Leader election and Sharding Practices at Wix microservices

Natan Silnitsky
Wix Engineering
Published in
9 min readApr 25, 2021
Photo by Glen Carrie on Unsplash

Wix’s distributed system of 2000 clustered microservices is required to process billions of business events every day with very high speed in a highly concurrent fashion.

There is a need to balance the load between the various cluster nodes, such that no bottlenecks are created. For serving HTTP requests, this can be done by load balancers such as NGINX or Amazon’s ELB — this is out of scope for this article.

A service acting as a client may also require to load-balance its calls in certain cases. For example when it initializes an internal cache from data retrieved from a different service.

There are also many cases where events and actions have to be processed in an atomic manner such that the stored data remains valid. E.g. changing account balance or updating inventory.

In this blog post, we will explore various practices used by Wix microservices that ensure atomic operation for updating the state of some resource (e.g. a cache or a DB entry), thus keeping the data valid but without compromising on high throughput and low latency.

The following practices are divided by their operation “granularity”:

  1. Selecting a single leader service node to run a task or a bunch of tasks
  2. Sharding the retrieval of a large dataset by multiple “leader” nodes
  3. Processing events sequentially for single domain entity by any random service node

1. Selecting a Leader for scheduling tasks using ZooKeeper

Motivation
There are many services at Wix that are required to perform scheduled tasks.

Let’s consider for example Contacts Importer Service that imports Wix Site Owners contacts from external locations such as gmail.

The Importer service DB accumulates many import jobs metadata that becomes stale and can be deleted or archived once the import process is completed. Otherwise the DB will grow bigger and have slower response times.

Scheduling a cron job
A periodic cleaning job needs to be scheduled that will perform the DB deletion operations.

Note that scheduling cron jobs by a clustered microservice comprising multiple nodes, requires that only one node will be in charge of the scheduling of the same task.

Otherwise, the cleaning task can potentially run more than once at the same time, causing unintended race condition errors, like ending up with incorrect import job state and it also puts more load on the DB.

Wix has a Cron Scheduler service called Cronulla that makes sure that jobs are scheduled in just one of the client service nodes. It accepts requests to schedule a REST call to the client service with some cron expression string.

e.g.: "0 7 * * * *"
This cron expression means run once every hour on the 7th minute.

Zookeeper and Curator
In order to make sure the requested job is only sent once to Contacts Importer service every hour, Cronulla enlists the help of Apache Zookeeper. Zookeeper is a centralized service used to coordinate distributed systems.

Cronulla uses Apache Curator library, which is a high level, robust zookeeper client. It offers built-in recipes, including shared counters and locks. The relevant recipe for Cronulla’s case is leader election.
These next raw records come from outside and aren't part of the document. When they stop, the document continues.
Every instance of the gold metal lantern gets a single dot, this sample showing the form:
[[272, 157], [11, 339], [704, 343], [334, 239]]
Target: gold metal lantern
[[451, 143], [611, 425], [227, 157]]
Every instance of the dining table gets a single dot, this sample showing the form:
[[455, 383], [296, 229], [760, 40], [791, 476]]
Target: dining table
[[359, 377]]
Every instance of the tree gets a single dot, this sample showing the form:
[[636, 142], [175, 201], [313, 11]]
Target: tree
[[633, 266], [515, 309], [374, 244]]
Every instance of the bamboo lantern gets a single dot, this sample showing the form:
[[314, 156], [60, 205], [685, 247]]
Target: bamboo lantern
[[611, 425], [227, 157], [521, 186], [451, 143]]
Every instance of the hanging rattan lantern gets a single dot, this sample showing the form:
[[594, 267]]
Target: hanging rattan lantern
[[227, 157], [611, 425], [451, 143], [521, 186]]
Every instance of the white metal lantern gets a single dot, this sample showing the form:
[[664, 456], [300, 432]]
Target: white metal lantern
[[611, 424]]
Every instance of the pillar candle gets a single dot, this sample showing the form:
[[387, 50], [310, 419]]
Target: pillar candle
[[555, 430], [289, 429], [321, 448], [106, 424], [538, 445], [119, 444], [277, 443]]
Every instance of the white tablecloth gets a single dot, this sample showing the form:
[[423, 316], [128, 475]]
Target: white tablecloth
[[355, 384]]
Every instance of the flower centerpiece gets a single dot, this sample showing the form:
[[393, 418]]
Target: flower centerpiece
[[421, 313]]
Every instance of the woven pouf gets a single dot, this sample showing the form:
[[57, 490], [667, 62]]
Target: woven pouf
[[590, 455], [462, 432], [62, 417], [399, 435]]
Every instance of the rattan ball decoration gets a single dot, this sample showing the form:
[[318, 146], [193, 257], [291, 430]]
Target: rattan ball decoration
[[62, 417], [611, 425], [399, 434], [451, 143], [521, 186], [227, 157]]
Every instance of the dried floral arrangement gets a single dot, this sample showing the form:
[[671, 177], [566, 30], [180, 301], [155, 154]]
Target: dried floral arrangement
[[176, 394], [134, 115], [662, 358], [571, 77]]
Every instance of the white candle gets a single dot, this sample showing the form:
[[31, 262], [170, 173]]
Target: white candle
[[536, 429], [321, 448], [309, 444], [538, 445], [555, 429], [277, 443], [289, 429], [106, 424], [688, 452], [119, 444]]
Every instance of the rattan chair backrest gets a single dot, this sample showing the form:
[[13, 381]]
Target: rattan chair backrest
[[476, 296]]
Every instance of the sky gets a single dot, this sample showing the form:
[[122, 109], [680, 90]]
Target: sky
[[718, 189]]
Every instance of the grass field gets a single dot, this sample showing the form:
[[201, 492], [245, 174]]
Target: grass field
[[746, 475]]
Following are steps to take In order to configure Curator to execute some task on a single leader:

  1. First the Curator client is built, including the zookeeper connection string.

2. Then a LeaderSelector, (which is the leader election recipe abstraction) is created. It is provided with the following parameters:

  • The Curator client itself.
  • The path to a unique Zookeeper ZNode representing this leadership group
  • A LeaderSelectorListenerAdapter which defines the action to take once this node becomes leader. More details on item 4.

3. The LeaderSelector is then set to autoRequeue() so that it puts itself back in the election pool after it has relinquished leadership.

4. The LeaderSelectorListenerAdapter defines a takeLeadership callback, where actions can be performed, as this node is now the leader. In our case the actions that are performed are scheduled cron tasks.

It is important to periodically check if this thread has been interrupted — an indicator that the leader needs to be relinquished and cron jobs should no longer be executed on this node.

For more information about Curator API and usage visit this detailed blog post.

Analysis
Zookeeper Server together with Curator Client provide a powerful and relatively simple way to coordinate distributed microservices. Especially for leader election and guarantee of atomic scheduled task processing.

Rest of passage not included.